A Rose for Emily by William Faulkner and A Good Man is Hard to Find by Flannery O’Connor: A Synthesis Essay

Literature is now one of the most widely used forms of communication. Short stories are often used as a means of conveying collective themes that influence society. It’s obvious that some writers concentrate on the same subject. “A Rose for Emily” by William Faulkner and “A Good Man is Hard to Find” by Flannery O’Connor are two examples of short stories that are suitable for evaluating how writers share in the expression of social themes. The two short stories by Faulkner and O’Connor explore how family plays a vital role in one’s life and how everything falls apart when it is disrupted, especially by death. he first conception of family is that it is presented as a bond where the members share on what brings them together. In both narratives, it is apparent that the connection between the characters is focused at a domestic level. For example, in O’Connor’s “A Good Man is Hard to Find” the reader notes that Bailey’s trip was meant to take the family out for a family expedition. The author writes that “The grandmother didn’t want to go to Florida. She wanted to visit some of her connections in east Tennessee and she was seizing at every chance to change Bailey’s mind” (Connor 34). It follows that the grandmother perceived the familial bond to be so important that she thought she had the chance to state her opinion. Similarly, the story by Faulkner present the importance of family because it is purported that when it was intact, the Griersons family thought too highly of themselves. It is supposed Emily’s father was so protective of his daughter that he would drive off many suitors by claiming they were not good enough. In both cases, the stories demonstrate the significance of the family and how people protect what they share.

The other related theme from the assessment of the two stories is that the authors show that once the family disintegrates, everything else that had been developed crumbles. The case for “A Rose for Emily” depicts this feature from the manner in which Emily ended up lonely and vulnerable to the law after her father died and new authorities took over the municipality (Faulkner 4). Before then, Emily had been exempted from paying taxes by the old administration but when it was replaced, the new system tried to coarse her into paying the dues, which meant that she was defenseless because she had no family member to stand by her. A similar case is apparent when assessing “A Good Man is Hard to Find” because the author presents Bailey’s family to be vulnerable when the Misfit decides to kills them. After their vehicle turned following the accident, the family was as susceptible as Emily was in Faulkner’s story. The end was that the whole family including the Grandmother, Bailey, and all the children ended up being killed.
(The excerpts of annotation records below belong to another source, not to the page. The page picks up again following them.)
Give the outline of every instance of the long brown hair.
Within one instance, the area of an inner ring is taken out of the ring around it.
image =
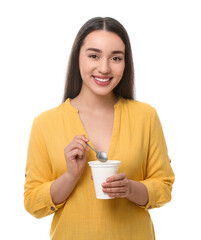
[[[95,17],[88,20],[79,30],[69,58],[66,82],[64,88],[63,102],[67,98],[75,98],[81,90],[82,78],[79,70],[79,54],[80,48],[83,45],[85,37],[95,31],[105,30],[116,33],[125,44],[125,69],[119,84],[114,88],[113,92],[116,96],[127,99],[134,99],[134,66],[132,50],[127,31],[114,18],[110,17]]]

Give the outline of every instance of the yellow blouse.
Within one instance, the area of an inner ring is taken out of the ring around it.
[[[88,164],[70,197],[60,205],[53,204],[50,186],[67,171],[64,148],[80,134],[87,136],[70,99],[35,118],[26,166],[26,210],[37,218],[54,213],[50,230],[50,238],[54,240],[155,239],[148,209],[170,201],[174,182],[155,109],[120,98],[115,104],[108,151],[109,159],[121,161],[119,172],[146,185],[149,202],[145,207],[121,198],[96,199]],[[86,154],[87,161],[96,160],[92,150]]]

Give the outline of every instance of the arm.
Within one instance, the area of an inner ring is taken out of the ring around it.
[[[82,175],[86,164],[87,142],[84,135],[76,136],[64,149],[68,171],[52,183],[50,191],[54,204],[60,204],[69,197]]]
[[[50,215],[65,204],[65,200],[73,191],[82,174],[86,161],[85,150],[81,154],[83,157],[80,157],[79,149],[69,144],[71,148],[68,145],[64,150],[68,172],[54,180],[52,165],[41,129],[42,126],[40,127],[40,122],[36,118],[29,140],[24,185],[25,209],[36,218]],[[76,145],[76,143],[74,144]],[[82,149],[82,146],[78,148]],[[73,154],[75,159],[72,157]]]
[[[103,183],[103,191],[109,196],[127,198],[146,209],[160,207],[171,199],[174,173],[170,166],[160,121],[155,110],[150,118],[149,153],[146,176],[142,181],[127,179],[119,173]]]

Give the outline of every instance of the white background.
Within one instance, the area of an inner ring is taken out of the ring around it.
[[[52,216],[23,206],[33,118],[61,103],[70,49],[79,28],[111,16],[127,29],[137,100],[161,119],[176,181],[172,201],[152,209],[156,238],[201,239],[201,7],[195,0],[0,2],[0,206],[3,239],[49,239]]]

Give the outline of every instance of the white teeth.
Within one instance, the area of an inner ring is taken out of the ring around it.
[[[110,78],[106,78],[106,79],[102,79],[102,78],[96,78],[94,77],[97,81],[100,81],[100,82],[107,82],[110,80]]]

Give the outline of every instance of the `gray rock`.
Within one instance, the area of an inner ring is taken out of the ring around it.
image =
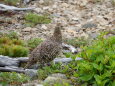
[[[61,74],[61,73],[55,73],[55,74],[51,74],[51,77],[56,77],[56,78],[62,78],[62,79],[67,79],[65,74]]]
[[[67,79],[67,77],[64,74],[52,74],[50,76],[48,76],[44,82],[43,85],[44,86],[54,86],[55,84],[62,84],[64,85],[64,83],[67,83],[69,86],[71,86],[71,82]]]
[[[37,70],[26,69],[25,74],[28,75],[30,78],[35,78],[35,77],[37,77]]]
[[[88,23],[82,25],[82,28],[85,28],[85,29],[96,28],[96,27],[97,27],[97,25],[95,23],[92,23],[92,22],[88,22]]]

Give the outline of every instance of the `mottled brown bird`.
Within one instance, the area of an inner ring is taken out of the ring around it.
[[[38,45],[31,53],[29,61],[25,68],[39,63],[45,64],[51,62],[57,55],[59,55],[62,48],[62,34],[61,24],[57,24],[53,35]]]

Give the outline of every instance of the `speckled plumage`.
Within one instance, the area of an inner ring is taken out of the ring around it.
[[[45,64],[51,62],[57,55],[59,55],[62,48],[62,26],[57,24],[53,35],[38,45],[32,52],[29,61],[25,68],[30,67],[33,64]]]

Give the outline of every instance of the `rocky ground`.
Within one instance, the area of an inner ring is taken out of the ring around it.
[[[52,34],[57,22],[64,26],[63,38],[70,39],[95,38],[101,31],[115,30],[115,7],[111,0],[39,0],[27,6],[35,7],[34,12],[38,14],[50,15],[52,23],[27,27],[23,24],[26,12],[5,13],[0,16],[0,32],[14,30],[24,40],[46,38]]]
[[[47,38],[52,34],[56,23],[60,22],[64,26],[62,29],[63,38],[95,38],[100,32],[115,31],[115,6],[111,1],[35,0],[27,6],[35,7],[32,12],[50,15],[52,19],[50,24],[27,27],[23,23],[23,16],[27,12],[7,12],[0,14],[0,32],[16,31],[24,40],[37,37]],[[56,78],[55,76],[60,77]],[[46,78],[44,82],[60,81],[60,79],[65,80],[65,75],[54,74]],[[23,84],[23,86],[30,86],[30,83]],[[43,86],[38,85],[38,81],[32,81],[31,84],[31,86]]]

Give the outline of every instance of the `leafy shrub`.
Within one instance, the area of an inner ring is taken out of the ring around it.
[[[48,16],[41,16],[35,13],[28,13],[24,16],[26,24],[34,26],[37,24],[48,24],[51,22],[51,19]]]
[[[75,47],[85,46],[88,44],[88,40],[84,38],[65,39],[64,42],[73,45]]]
[[[28,40],[28,47],[30,50],[33,50],[35,47],[37,47],[43,40],[41,38],[33,38]]]
[[[30,78],[24,74],[19,74],[15,72],[0,73],[0,85],[2,86],[21,86],[22,83],[28,82],[29,80]]]
[[[86,86],[115,85],[115,36],[103,36],[79,54],[84,60],[78,63],[78,77]]]
[[[11,57],[25,57],[28,48],[24,41],[19,40],[16,34],[2,34],[0,38],[0,54]]]
[[[76,62],[70,62],[68,65],[62,65],[61,63],[51,64],[51,66],[46,66],[38,70],[38,78],[43,80],[52,73],[63,73],[69,78],[76,71],[76,65]]]
[[[17,3],[20,2],[20,0],[4,0],[4,2],[9,5],[17,5]]]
In summary, it is worth stressing that in both short stories “A Rose for Emily” by William Faulkner and “A Good Man is Hard to Find” by Flannery O’Connor, the theme of the family bond is common. The authors present how the union of the family is critical and the manner in which disintegration renders all or part of those who remain vulnerable. The significance of such correlations by different literature authors is that they enable the reader to gain a better perspective of the importance of a specific feature because by being expressed in different forms, there is an element of emphasis.